Apa yang harus dilakukan setelah menjadi orang percaya? Ada beberapa hal yang Tuhan Yesus perintahkan, seperti memberitakan Injil dan menjadikan murid, dan banyak hal lainnya. Dalam Kitab Injil, ada beberapa kali orang menawarkan diri untuk mau mengikut Tuhan Yesus kemanapun Dia pergi, tanpa mereka mengerti apa arti mengikut Dia.Mat 8:18-22, ( 18 ) Ketika Yesus melihat orang banyak mengelilingi-Nya, Ia menyuruh bertolak ke seberang. ( 19 )Lalu datanglah seorang ahli Taurat dan berkata kepada-Nya: “Guru, aku akan mengikut Engkau, ke mana saja Engkau pergi.” ( 20 ) Yesus berkata kepadanya: “Serigala mempunyai liang dan burung mempunyai sarang, tetapi Anak Manusia tidak mempunyai tempat untuk meletakkan kepala-Nya.” ( 21 ) Seorang lain, yaitu salah seorang murid-Nya, berkata kepada-Nya: “Tuhan, izinkanlah aku pergi dahulu menguburkan ayahku.” ( 22 ) Tetapi Yesus berkata kepadanya: “Ikutlah Aku dan biarlah orang-orang mati menguburkan orang-orang mati mereka”.
Seorang ahli Taurat menawarkan diri mau mengikut Tuhan Yesus kemanapun Dia pergi. Permintaan ahli Taurat direspon Tuhan Yesus dengan jawaban yang cukup membingungkan. Respon Tuhan Yesus: “Serigala mempunyai liang dan burung mempunyai sarang, tetapi Anak Manusia tidak mempunyai tempat untuk meletakkan kepala-Nya”, adalah jawaban yang kelihatannya tidak relevan dengan permintaan ahli Taurat itu. Namun, bila dipahami menurut konteks mengikut Tuhan Yesus, apa yang disampaikan-Nya adalah meskipun serigala, binatang yang sering digambarkan dengan konotasi negatif dalam Alkitab (Mat 7:15 ; Luk 10:3 ; Mat 10:15). Namun mempunyai liang atau tempat tinggal di mana serigala bisa merasa nyaman berlindung. Demikian pula burung, binatang di dalam Alkitab yang dianggap binatang yang kurang bernilai (dari sisi harga) misalnya dua ekor burung pipit bisa dibeli dengan harga seduit (Mat 10:29), begitu juga yang dipersembahkan oleh janda miskin sebesar dua peser (seduit) di peti persembahan.
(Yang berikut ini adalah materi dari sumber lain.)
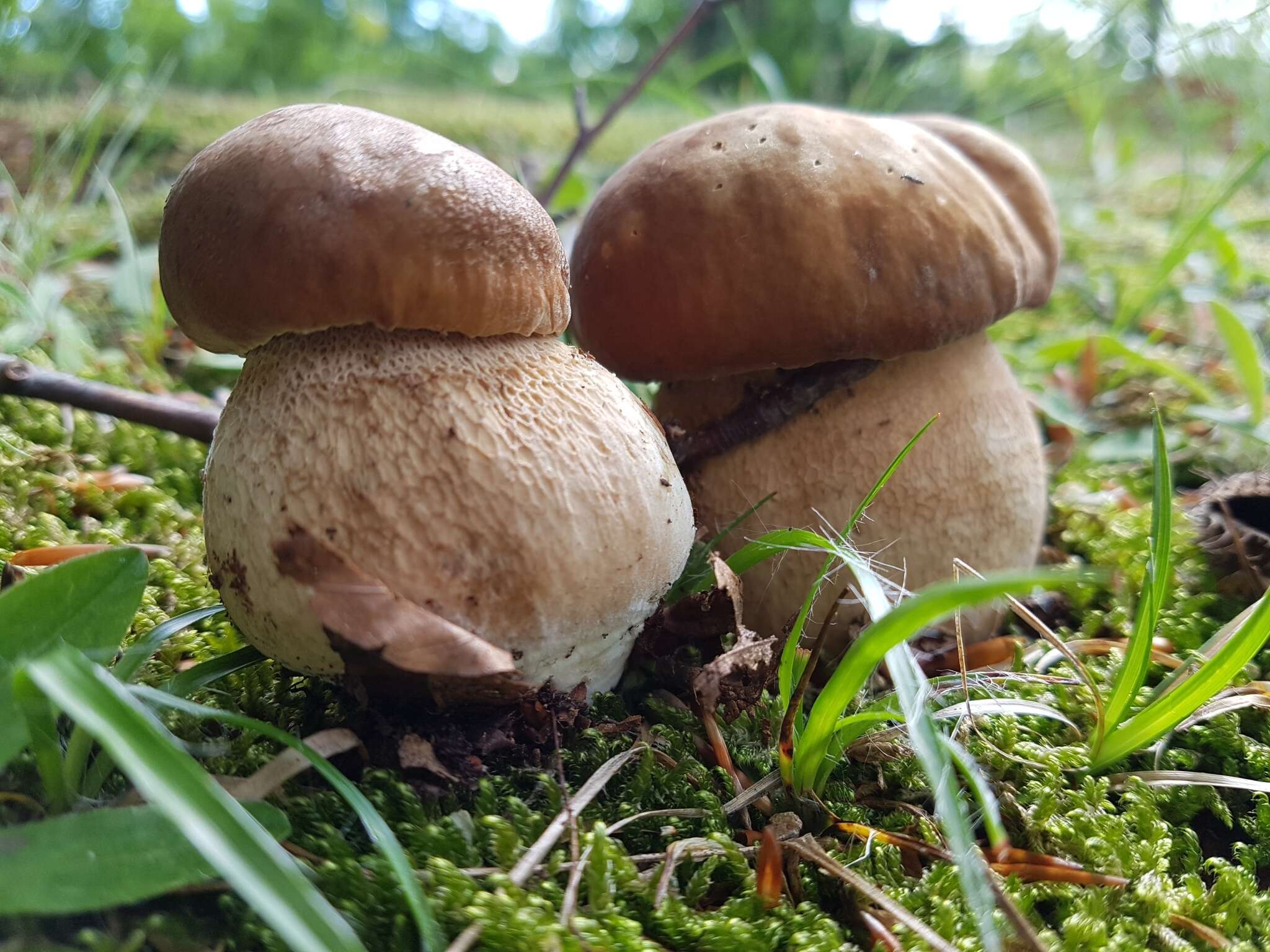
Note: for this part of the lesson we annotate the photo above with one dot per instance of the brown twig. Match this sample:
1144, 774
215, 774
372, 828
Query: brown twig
763, 410
588, 134
20, 379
Pada zaman Perjanjian Lama, orang yang mempersembahkan burung di Bait Allah adalah orang miskin. Menurut hukum Taurat, untuk semua anak laki-laki sulung yang baru lahir, orang tua yang mampu harus mempersembahkan korban di Bait Allah yaitu berupa seekor domba dan seekor burung merpati. Namun bagi orang tua tidak mampu, korban persembahannya adalah dua ekor burung tekukur atau dua ekor anak burung merpati – ini juga yang dipersembahkan oleh Yusuf dan Maria ke Bait Allah ketika Yesus lahir (Luk 2:22-24, ref. Im 12:6-8).
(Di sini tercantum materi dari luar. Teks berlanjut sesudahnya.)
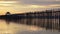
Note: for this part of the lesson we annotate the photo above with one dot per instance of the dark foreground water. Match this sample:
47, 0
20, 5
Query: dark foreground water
15, 28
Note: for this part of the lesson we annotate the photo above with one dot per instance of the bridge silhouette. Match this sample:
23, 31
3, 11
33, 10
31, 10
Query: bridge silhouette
47, 19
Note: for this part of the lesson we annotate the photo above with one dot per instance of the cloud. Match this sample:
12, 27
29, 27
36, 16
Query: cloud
40, 2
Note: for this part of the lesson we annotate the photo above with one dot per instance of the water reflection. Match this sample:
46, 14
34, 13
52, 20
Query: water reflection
22, 27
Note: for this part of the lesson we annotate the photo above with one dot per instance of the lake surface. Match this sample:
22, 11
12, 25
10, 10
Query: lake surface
15, 28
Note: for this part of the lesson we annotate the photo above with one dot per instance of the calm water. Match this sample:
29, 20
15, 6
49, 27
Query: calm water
14, 28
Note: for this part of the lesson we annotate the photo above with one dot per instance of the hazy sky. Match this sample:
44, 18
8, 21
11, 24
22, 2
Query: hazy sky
20, 6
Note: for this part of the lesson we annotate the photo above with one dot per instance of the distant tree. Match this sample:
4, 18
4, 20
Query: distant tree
8, 13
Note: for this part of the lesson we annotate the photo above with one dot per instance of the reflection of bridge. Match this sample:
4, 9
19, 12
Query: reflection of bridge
48, 19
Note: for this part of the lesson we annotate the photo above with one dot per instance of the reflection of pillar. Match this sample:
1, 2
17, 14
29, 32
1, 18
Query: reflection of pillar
8, 13
59, 22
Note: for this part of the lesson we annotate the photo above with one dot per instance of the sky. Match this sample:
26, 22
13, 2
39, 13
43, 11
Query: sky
23, 6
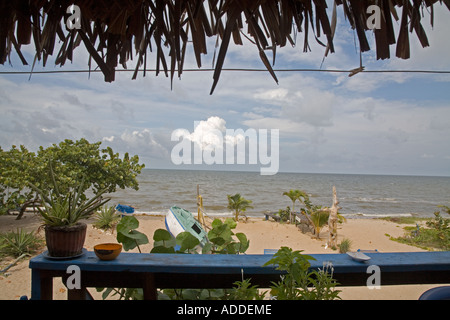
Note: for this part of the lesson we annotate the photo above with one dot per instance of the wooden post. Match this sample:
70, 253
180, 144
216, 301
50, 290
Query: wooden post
332, 221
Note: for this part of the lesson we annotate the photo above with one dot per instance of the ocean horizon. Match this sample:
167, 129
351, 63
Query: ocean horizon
360, 195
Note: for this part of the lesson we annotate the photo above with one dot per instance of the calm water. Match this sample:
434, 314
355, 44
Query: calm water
359, 195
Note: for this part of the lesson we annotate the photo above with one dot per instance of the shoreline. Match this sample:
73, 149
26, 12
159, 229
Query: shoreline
366, 234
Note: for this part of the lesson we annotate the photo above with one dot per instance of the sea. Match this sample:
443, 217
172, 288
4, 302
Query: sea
360, 196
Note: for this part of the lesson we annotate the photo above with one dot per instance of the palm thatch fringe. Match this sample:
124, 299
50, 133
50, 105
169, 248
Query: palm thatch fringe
113, 31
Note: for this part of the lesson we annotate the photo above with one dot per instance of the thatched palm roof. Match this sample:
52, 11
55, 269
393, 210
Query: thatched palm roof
115, 31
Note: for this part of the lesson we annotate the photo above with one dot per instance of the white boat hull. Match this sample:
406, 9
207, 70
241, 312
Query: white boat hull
173, 225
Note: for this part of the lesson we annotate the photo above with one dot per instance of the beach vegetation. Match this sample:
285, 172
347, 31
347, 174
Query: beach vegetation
284, 214
19, 242
319, 219
66, 208
295, 195
345, 245
106, 218
239, 205
299, 282
102, 169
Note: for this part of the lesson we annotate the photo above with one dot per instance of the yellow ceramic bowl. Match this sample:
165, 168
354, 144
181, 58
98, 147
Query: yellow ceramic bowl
107, 251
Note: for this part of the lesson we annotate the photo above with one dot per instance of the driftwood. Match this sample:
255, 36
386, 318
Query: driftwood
332, 221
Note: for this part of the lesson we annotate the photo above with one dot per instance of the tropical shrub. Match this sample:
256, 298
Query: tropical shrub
102, 169
300, 283
239, 205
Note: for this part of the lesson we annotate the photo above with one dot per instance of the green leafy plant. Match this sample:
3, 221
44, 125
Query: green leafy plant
284, 214
68, 208
295, 195
128, 235
106, 218
221, 238
102, 170
239, 205
319, 219
298, 283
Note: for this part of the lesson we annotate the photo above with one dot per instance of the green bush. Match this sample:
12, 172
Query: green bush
106, 218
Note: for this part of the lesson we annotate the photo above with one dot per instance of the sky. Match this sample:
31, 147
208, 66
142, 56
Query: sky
371, 123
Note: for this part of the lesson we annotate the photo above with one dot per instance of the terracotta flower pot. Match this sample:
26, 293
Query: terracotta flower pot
65, 241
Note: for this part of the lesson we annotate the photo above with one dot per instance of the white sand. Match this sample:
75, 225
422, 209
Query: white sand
364, 234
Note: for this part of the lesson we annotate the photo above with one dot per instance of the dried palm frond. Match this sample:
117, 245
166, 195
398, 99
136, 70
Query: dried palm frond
116, 30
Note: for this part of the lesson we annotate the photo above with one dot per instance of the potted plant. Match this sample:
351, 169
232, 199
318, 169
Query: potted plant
61, 213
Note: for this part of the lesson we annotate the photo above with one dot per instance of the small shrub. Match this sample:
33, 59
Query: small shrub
106, 218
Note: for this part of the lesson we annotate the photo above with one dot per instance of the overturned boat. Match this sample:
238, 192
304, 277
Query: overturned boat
179, 220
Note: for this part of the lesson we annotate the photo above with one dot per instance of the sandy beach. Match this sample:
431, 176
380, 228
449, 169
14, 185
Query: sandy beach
364, 234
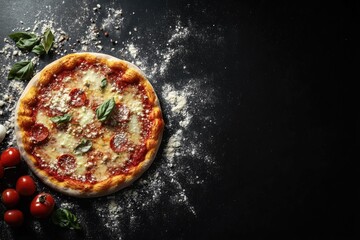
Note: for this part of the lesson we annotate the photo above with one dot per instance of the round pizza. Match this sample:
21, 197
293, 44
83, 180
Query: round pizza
89, 124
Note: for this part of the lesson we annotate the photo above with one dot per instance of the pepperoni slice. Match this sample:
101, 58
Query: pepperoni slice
118, 142
77, 97
67, 162
39, 132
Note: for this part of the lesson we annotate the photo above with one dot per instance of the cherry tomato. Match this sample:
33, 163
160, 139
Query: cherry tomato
14, 218
10, 197
1, 170
25, 186
42, 205
10, 157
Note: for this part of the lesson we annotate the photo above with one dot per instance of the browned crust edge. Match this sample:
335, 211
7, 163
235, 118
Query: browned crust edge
23, 122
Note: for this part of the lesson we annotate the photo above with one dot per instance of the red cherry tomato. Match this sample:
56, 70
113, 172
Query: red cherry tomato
14, 218
25, 186
10, 157
1, 170
42, 205
10, 197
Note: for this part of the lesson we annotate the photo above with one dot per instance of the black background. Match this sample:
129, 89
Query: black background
286, 121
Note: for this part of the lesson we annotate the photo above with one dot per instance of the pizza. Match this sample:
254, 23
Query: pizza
89, 124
Meskipun burung adalah binatang yang dianggap rendah (murah), tapi Yesus katakan burung mempunyai sarang yaitu ada tempat tinggalnya yang nyaman untuk berlindung. Ini di kontraskan dengan Tuhan Yesus yang tidak mempunyai tempat untuk meletakkan kepala-Nya. Dari pernyataan Tuhan Yesus itu, terurai pesan bahwa mengikut Dia bukanlah kondisi yang selalu mengalami kenyamanan. Intinya, Tuhan Yesus menyindir ahli Taurat ini, sebab dia tidak tahu apa yang dia minta. Mengikut Yesus, bukan sekedar ingin mendapat kenyamanan, diberkati dengan berlimpah, hidup sukses, dan lain sebagainya; yang cukup banyak ditawarkan oleh pengajar-pengajar yang tidak bertanggung jawab. Mengikut Tuhan bukan untuk kepentingan pribadi yang berpusat kepada diri sendiri, tetapi harus berpusat kepada Tuhan. Inti mengikut Yesus bukan mengharapkan hidup nyaman terus-menerus. Kalau ada orang yang mau ikut Yesus dengan motivasi seperti itu, tinggal tunggu waktunya orang itu akan kecewa, jika suatu hari nanti apa yang dia harapkan tidak di alaminya.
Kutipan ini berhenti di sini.